“Delinquent Owners Can’t Serve on Board” – News-Press

“Delinquent Owners Can’t Serve on Board” – News-Press

Multiple empty plastic red chairs lines up.Q: Our condominium association’s bylaws provide that for an owner to be qualified to serve on the board, he or she cannot be delinquent more than 30 days. Our manager says the state statute says 90 days and supersedes our bylaws. Do our bylaws or the statute control? (R.G., via e-mail)

A: The controlling authority when condominium documents conflict with the statute is an exceedingly complex issue, which often confounds even Florida Bar board certified attorneys who practice in this field. I assume your manager was relaying advice from the association’s counsel, as managers are prohibited by law from rendering legal opinions and among other things, risk their license when they cross the line. In my experience, the vast majority of managers stay in their lane and would not venture a legal opinion of this nature.

Although debatable, it would be my opinion that the statute governs in this situation because it is procedural and regulatory. However, that is a fairly debatable point. Section 718.112(2)(n) of the Florida Condominium Act states that a director or officer who is more than 90 days delinquent in the payment of any monetary obligation due to the association is considered to have abandoned his or her position. The remaining board members can then appoint someone to fill the vacancy. Similarly, a candidate for the board who is delinquent in the payment of any monetary obligation due to the condominium association is ineligible for board service pursuant to Section 718.112(2)(d)2 of the Florida Condominium Act.

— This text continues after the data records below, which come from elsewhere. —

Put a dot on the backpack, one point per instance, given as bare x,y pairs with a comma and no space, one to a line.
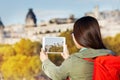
106,67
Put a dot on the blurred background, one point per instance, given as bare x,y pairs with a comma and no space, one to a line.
23,23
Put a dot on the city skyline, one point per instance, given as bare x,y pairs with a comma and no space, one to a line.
14,12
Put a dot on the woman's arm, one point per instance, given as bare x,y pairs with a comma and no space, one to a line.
55,72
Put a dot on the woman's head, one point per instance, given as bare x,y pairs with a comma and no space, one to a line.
86,33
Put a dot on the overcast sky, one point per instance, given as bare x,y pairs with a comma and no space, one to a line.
14,11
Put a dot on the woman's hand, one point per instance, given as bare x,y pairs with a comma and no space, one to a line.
43,55
65,54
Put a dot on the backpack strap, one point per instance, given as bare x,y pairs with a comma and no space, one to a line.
89,59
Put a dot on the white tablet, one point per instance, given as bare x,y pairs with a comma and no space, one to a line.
53,44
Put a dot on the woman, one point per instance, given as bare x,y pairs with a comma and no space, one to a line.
86,36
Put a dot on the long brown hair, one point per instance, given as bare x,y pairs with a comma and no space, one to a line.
87,33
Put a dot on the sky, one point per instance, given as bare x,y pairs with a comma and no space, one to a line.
14,11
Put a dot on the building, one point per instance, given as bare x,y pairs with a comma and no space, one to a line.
30,20
109,22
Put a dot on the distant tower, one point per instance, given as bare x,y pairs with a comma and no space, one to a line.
1,31
31,20
96,12
1,25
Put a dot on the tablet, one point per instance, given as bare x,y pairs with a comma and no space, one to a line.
53,44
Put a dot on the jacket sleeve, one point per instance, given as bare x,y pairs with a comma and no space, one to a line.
57,72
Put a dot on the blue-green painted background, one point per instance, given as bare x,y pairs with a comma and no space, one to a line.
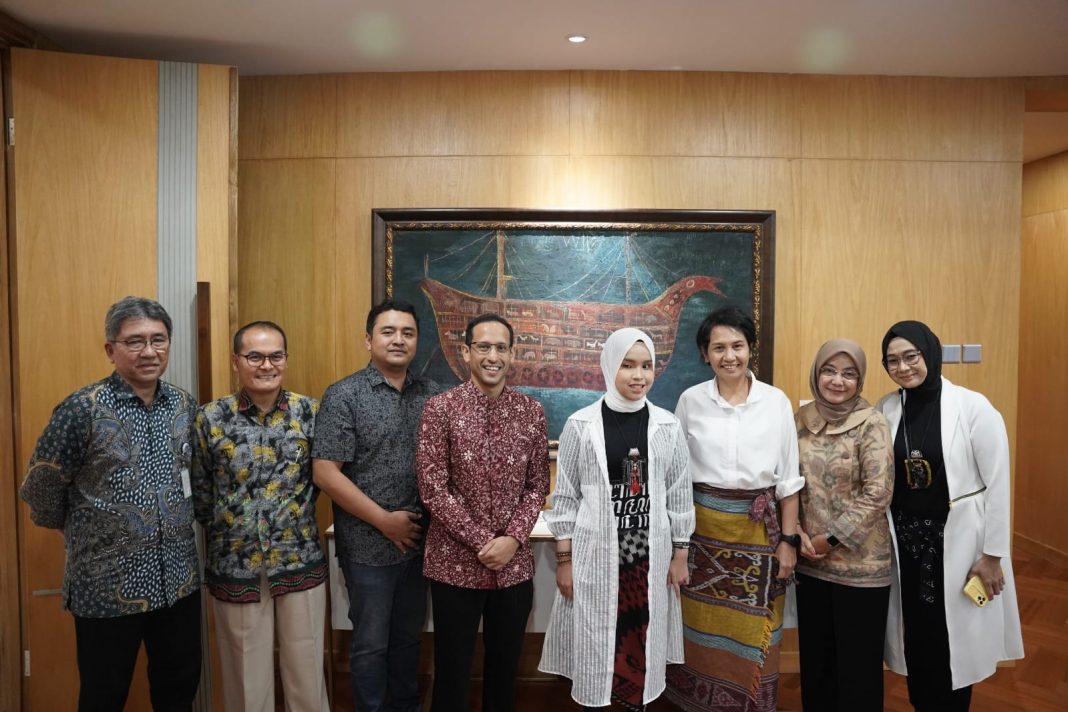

Section 720.306(9)(b) of the Florida Homeowners’ Association Act also provides that a board member who becomes more than 90 days delinquent in the payment of any fee, fine, or other monetary obligation to the homeowners’ association with respect to any parcel is deemed to have abandoned his or her seat on the board, creating a vacancy to be filled according to law. Further, this same section, like with the Florida Condominium Act, provides that a person who is delinquent in the payment of any monetary obligation due to the homeowners’ association may not seek election to the board.

Q: I sent an e-mail to everyone on our homeowners’ association board five weeks prior to our annual meeting, responding to a newsletter soliciting us to put in our name if we wanted a board position. I put in for president. I was not mentioned in the newsletter prior to the meeting, not on the proxy for the meeting and I was not on the ballot handed out at the election meeting. Is this fair practice? What are my options? (D.M., via e-mail)

A: Section 720.306 of the Florida Homeowners’ Association Act provides that the election of directors must be conducted in accordance with the procedures set forth in the governing documents of the association. Some governing documents provide for an advance self-nomination process, some don’t. When self-nominations are permitted, some documents provide detailed procedures, some don’t.

Some associations solicit self-nominations though not required by the documents. In such cases, an owner whose name did not appear in the pre-meeting materials would have the right to nominate themselves from the floor at the annual meeting. If the documents contain a self-nomination right and procedure that was not followed, that would be a basis to challenge the election. Generally, such challenges must be undertaken within 60 days of the election.

My advice to homeowners’ associations has been, for many years, to adopt bylaws that essentially mirror the election procedures required by statute for condominiums. They are fair, secret, and relatively easy to administer.

Q: Must draft meeting minutes be made available to owners on request, or do they need to wait until the minutes are formally approved? (K.N., via e-mail)

A: Although I don’t believe the courts have ever addressed this, it has always been my interpretation that draft meeting minutes would be considered “official records” under the applicable statutes, and subject to owner inspection rights. Of course, they should be labeled as a draft and are not to be considered the actual meeting minutes until properly approved.